Cross-validated classification model

Description

ClassificationPartitionedModel is a set of classification models trained on cross-validated folds. Estimate the quality of classification by cross validation using one or more “kfold” methods: kfoldPredict, kfoldLoss, kfoldMargin, kfoldEdge, and kfoldfun.

Every “kfold” method uses models trained on in-fold observations to predict the response for out-of-fold observations. For example, suppose you cross validate using five folds. In this case, the software randomly assigns each observation into five roughly equally sized groups. The training fold contains four of the groups (i.e., roughly 4/5 of the data) and the test fold contains the other group (i.e., roughly 1/5 of the data).
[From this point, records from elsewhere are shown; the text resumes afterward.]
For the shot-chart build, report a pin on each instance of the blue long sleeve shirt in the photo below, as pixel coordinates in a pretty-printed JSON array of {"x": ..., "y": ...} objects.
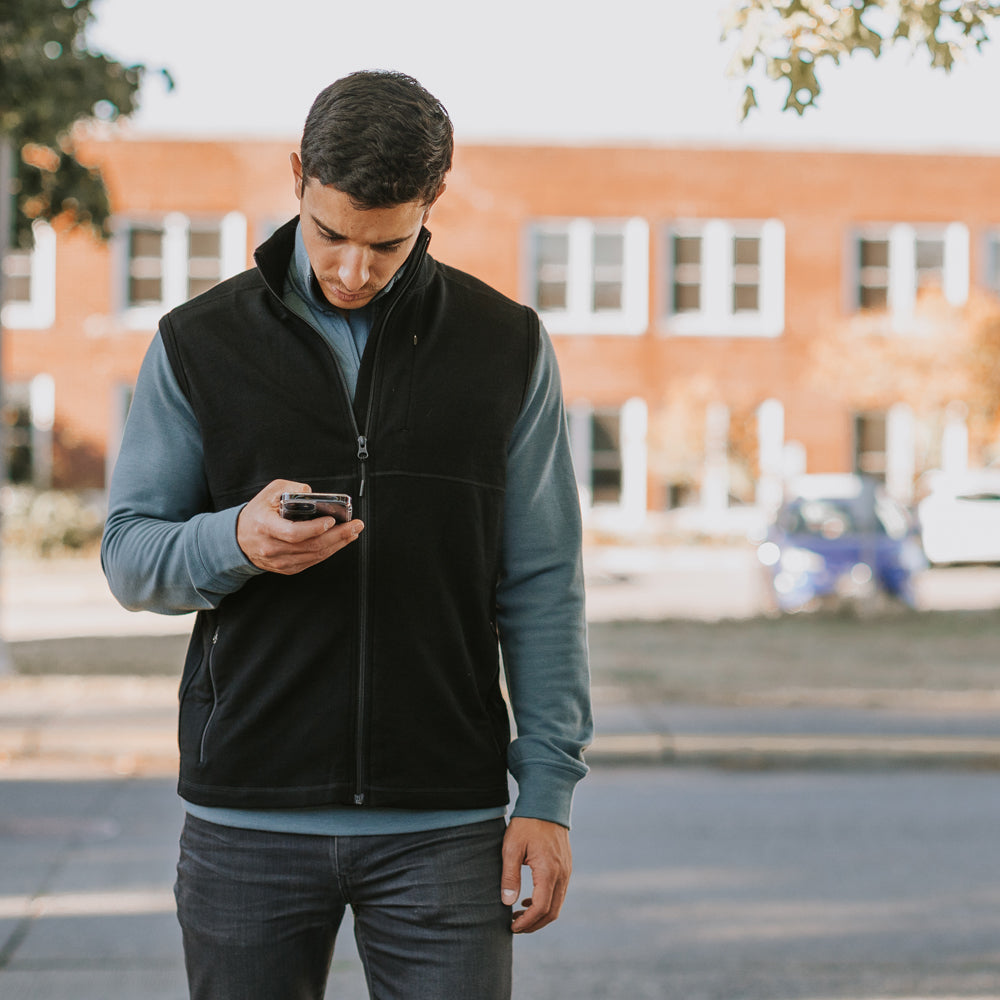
[{"x": 164, "y": 550}]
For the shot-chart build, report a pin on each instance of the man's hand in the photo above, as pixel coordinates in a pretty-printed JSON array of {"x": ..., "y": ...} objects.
[
  {"x": 279, "y": 546},
  {"x": 544, "y": 848}
]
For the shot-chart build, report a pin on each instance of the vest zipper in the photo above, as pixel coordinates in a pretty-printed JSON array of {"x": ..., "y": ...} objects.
[
  {"x": 359, "y": 754},
  {"x": 361, "y": 722},
  {"x": 362, "y": 434},
  {"x": 215, "y": 696}
]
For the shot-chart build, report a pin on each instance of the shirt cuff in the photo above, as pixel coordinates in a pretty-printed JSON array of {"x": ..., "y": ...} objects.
[{"x": 225, "y": 564}]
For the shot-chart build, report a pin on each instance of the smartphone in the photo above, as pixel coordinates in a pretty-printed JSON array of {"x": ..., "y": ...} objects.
[{"x": 306, "y": 506}]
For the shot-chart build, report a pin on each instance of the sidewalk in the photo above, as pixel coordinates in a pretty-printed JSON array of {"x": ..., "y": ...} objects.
[
  {"x": 89, "y": 816},
  {"x": 62, "y": 726}
]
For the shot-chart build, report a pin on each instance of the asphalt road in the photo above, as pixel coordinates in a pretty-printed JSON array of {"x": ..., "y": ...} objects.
[{"x": 689, "y": 884}]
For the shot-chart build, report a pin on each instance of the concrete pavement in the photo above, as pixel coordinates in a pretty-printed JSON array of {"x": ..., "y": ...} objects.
[
  {"x": 97, "y": 725},
  {"x": 89, "y": 818}
]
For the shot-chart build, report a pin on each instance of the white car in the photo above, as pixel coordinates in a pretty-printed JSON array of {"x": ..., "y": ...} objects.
[{"x": 960, "y": 517}]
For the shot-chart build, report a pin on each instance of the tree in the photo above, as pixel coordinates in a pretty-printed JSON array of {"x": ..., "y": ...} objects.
[
  {"x": 50, "y": 80},
  {"x": 789, "y": 38}
]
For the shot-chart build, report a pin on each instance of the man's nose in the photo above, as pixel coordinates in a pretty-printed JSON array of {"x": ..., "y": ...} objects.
[{"x": 353, "y": 269}]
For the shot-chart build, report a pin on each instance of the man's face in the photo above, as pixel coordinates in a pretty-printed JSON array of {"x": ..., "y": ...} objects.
[{"x": 354, "y": 252}]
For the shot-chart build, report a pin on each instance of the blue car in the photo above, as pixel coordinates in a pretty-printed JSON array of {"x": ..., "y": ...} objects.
[{"x": 853, "y": 544}]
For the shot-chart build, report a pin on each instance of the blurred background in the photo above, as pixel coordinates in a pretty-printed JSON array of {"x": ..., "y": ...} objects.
[{"x": 765, "y": 239}]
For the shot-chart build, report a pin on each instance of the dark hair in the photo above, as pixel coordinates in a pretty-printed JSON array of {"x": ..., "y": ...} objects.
[{"x": 379, "y": 137}]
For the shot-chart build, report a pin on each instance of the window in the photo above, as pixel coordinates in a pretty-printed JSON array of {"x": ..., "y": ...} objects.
[
  {"x": 873, "y": 273},
  {"x": 167, "y": 261},
  {"x": 605, "y": 456},
  {"x": 725, "y": 278},
  {"x": 590, "y": 276},
  {"x": 29, "y": 283},
  {"x": 17, "y": 432},
  {"x": 610, "y": 457},
  {"x": 27, "y": 421},
  {"x": 893, "y": 265},
  {"x": 870, "y": 444},
  {"x": 993, "y": 263}
]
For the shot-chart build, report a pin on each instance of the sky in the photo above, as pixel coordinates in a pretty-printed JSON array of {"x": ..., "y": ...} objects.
[{"x": 539, "y": 71}]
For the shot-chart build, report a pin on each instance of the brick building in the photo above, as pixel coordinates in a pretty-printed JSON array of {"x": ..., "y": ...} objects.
[{"x": 723, "y": 317}]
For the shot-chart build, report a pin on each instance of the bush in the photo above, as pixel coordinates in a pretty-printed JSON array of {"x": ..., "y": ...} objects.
[{"x": 50, "y": 523}]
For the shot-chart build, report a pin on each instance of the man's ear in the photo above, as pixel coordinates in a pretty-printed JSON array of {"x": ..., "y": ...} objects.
[
  {"x": 433, "y": 202},
  {"x": 297, "y": 173}
]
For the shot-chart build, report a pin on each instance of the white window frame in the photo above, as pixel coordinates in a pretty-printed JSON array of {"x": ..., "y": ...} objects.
[
  {"x": 39, "y": 311},
  {"x": 902, "y": 238},
  {"x": 716, "y": 316},
  {"x": 175, "y": 260},
  {"x": 579, "y": 316},
  {"x": 630, "y": 510}
]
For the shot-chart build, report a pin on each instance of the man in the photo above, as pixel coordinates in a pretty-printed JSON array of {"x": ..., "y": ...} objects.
[{"x": 344, "y": 738}]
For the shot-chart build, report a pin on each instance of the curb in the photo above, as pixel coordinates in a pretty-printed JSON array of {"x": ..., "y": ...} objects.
[{"x": 756, "y": 752}]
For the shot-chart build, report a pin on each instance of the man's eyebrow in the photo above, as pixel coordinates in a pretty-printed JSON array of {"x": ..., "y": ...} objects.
[{"x": 334, "y": 235}]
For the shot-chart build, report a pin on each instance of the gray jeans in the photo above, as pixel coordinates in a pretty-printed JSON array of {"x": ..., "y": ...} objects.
[{"x": 260, "y": 911}]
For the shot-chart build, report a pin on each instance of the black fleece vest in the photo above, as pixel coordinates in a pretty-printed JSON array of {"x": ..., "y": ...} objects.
[{"x": 373, "y": 678}]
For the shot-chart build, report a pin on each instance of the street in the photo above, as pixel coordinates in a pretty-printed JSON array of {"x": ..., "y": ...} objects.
[{"x": 689, "y": 883}]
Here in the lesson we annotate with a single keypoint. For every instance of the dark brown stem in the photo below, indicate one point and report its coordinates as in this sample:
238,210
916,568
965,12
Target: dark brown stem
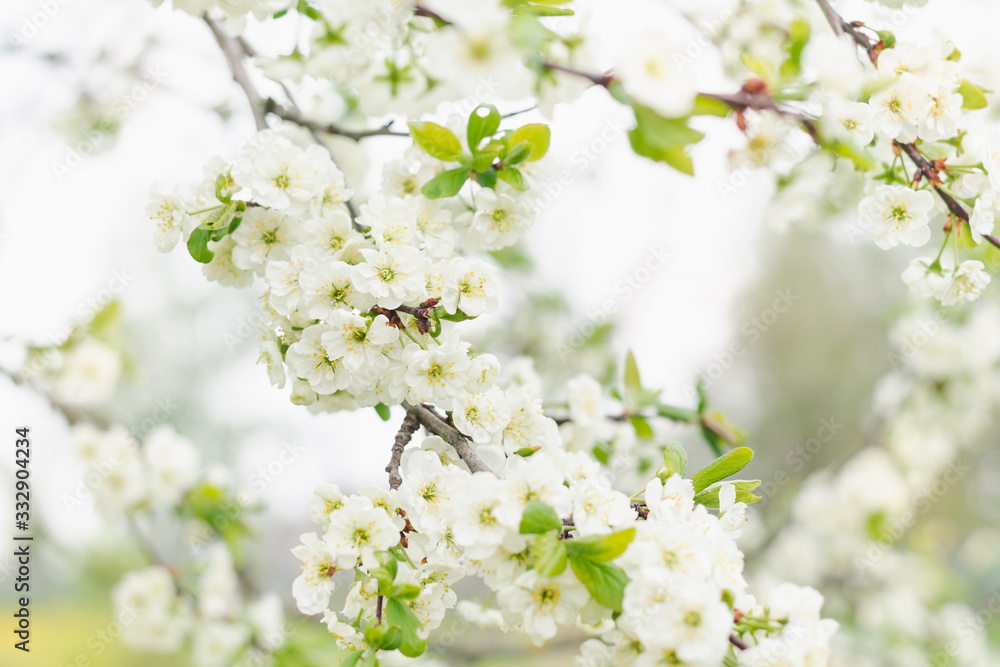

In this case, cross validation proceeds as follows:

  • The software trains the first model (stored in CVMdl.Trained{1}) using the observations in the last four groups and reserves the observations in the first group for validation.

  • The software trains the second model (stored in CVMdl.Trained{2}) using the observations in the first group and last three groups, and reserves the observations in the second group for validation.

  • The software proceeds in a similar fashion for the third to fifth models.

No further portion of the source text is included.